Köle tabiri ile câriye tabiri arasında hukukî muhtevâ itibariyle hiçbir mana farklılığı yoktur. Her ikisi de rıkkıyet yani kölelik manasını ifade etmek üzere kullanılmıştır. Sadece köleliğe maruz erkekler için kul veya köle tabiri kullanılırken, köleliğe maruz kadınlar hakkında da câriye veya eme tabiri kullanılmaktadır.
Toplumda yerleşen mana ise, câriye denilince, sâhibinin ve efendisinin istediği zaman cinsi duygularını tatmin için bir zevk aleti olarak kullandığı kadınlar şeklindedir ki, bu mana İslam Hukuku açısından doğru değildir.
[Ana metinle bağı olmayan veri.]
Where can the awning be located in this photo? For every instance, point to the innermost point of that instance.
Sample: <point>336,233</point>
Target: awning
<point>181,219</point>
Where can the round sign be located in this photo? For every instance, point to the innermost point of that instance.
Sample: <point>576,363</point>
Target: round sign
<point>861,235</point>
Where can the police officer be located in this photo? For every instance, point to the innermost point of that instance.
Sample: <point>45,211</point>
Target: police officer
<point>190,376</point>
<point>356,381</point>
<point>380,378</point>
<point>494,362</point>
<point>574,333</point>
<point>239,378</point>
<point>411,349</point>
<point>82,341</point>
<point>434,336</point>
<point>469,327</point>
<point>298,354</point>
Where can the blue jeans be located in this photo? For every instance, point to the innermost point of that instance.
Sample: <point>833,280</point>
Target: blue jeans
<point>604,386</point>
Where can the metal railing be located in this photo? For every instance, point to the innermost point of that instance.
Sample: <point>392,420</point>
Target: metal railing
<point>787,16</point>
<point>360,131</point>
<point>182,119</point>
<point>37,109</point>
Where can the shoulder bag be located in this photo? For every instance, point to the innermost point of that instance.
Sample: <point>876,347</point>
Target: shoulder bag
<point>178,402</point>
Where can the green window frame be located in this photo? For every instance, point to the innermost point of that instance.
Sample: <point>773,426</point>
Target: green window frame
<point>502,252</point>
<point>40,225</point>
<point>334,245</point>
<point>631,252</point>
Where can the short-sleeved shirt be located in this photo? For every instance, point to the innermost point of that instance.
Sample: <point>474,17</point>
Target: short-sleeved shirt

Câriye denilen kadın köleler ile efendilerinin, İslâm hukukunun aradığı şartlara uymak kuralıyla karı-koca münâsebetine girmeleri ve meşrû‘ dairede bunu bir evlilik müessesesi gibi yürütmeleri mümkündür. Ancak her câriye, efendisi ile karı-koca münâsebetine giriyor demek değildir. Kur’an-ı Kerim’deki şu âyet de bahsettiğimiz ayırımı açıkça ifade etmektedir: “Aranızdaki bekârları, erkek kölelerinizden ve câriyelerinizden (Kur’an, burada kadın köleler için imâ kelimesini kullanmıştır) durumu müsait olanları evlendiriniz. Eğer bunlar fakir iseler, Allah kendi lütfu ile onları zenginleştirir”.
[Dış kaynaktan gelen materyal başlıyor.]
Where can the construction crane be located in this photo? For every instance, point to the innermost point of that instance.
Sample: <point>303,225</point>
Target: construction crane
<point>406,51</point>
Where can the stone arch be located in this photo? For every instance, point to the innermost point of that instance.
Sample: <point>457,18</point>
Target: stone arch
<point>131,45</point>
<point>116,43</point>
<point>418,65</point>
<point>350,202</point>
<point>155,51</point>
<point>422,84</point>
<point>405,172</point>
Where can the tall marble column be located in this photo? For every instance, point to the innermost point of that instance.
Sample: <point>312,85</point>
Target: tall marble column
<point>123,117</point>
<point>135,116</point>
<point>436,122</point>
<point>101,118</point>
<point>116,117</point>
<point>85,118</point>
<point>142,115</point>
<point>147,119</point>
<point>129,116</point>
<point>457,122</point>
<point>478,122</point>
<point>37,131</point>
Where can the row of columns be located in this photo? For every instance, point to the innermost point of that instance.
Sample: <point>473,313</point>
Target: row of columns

Peki câriyelik kavramında, efendisi ile karı-koca hayatı yaşayan köle kadın manası yok mudur? İslâm hukukunda, cariye ile karı-koca hayatı yaşama hakkına istifraş hakkı veya teserrî denmektedir. Şer‘î şartlar ve hükümler çerçevesinde, bu statüde olan câriyeler de vardır. Ancak bunlar, evli kadınlardan çok az hükümlerle ayrılmaktadır. Sadece efendisi ile yatıp kalkmakta ve bunun için de belli sınırlar bulunmaktadır.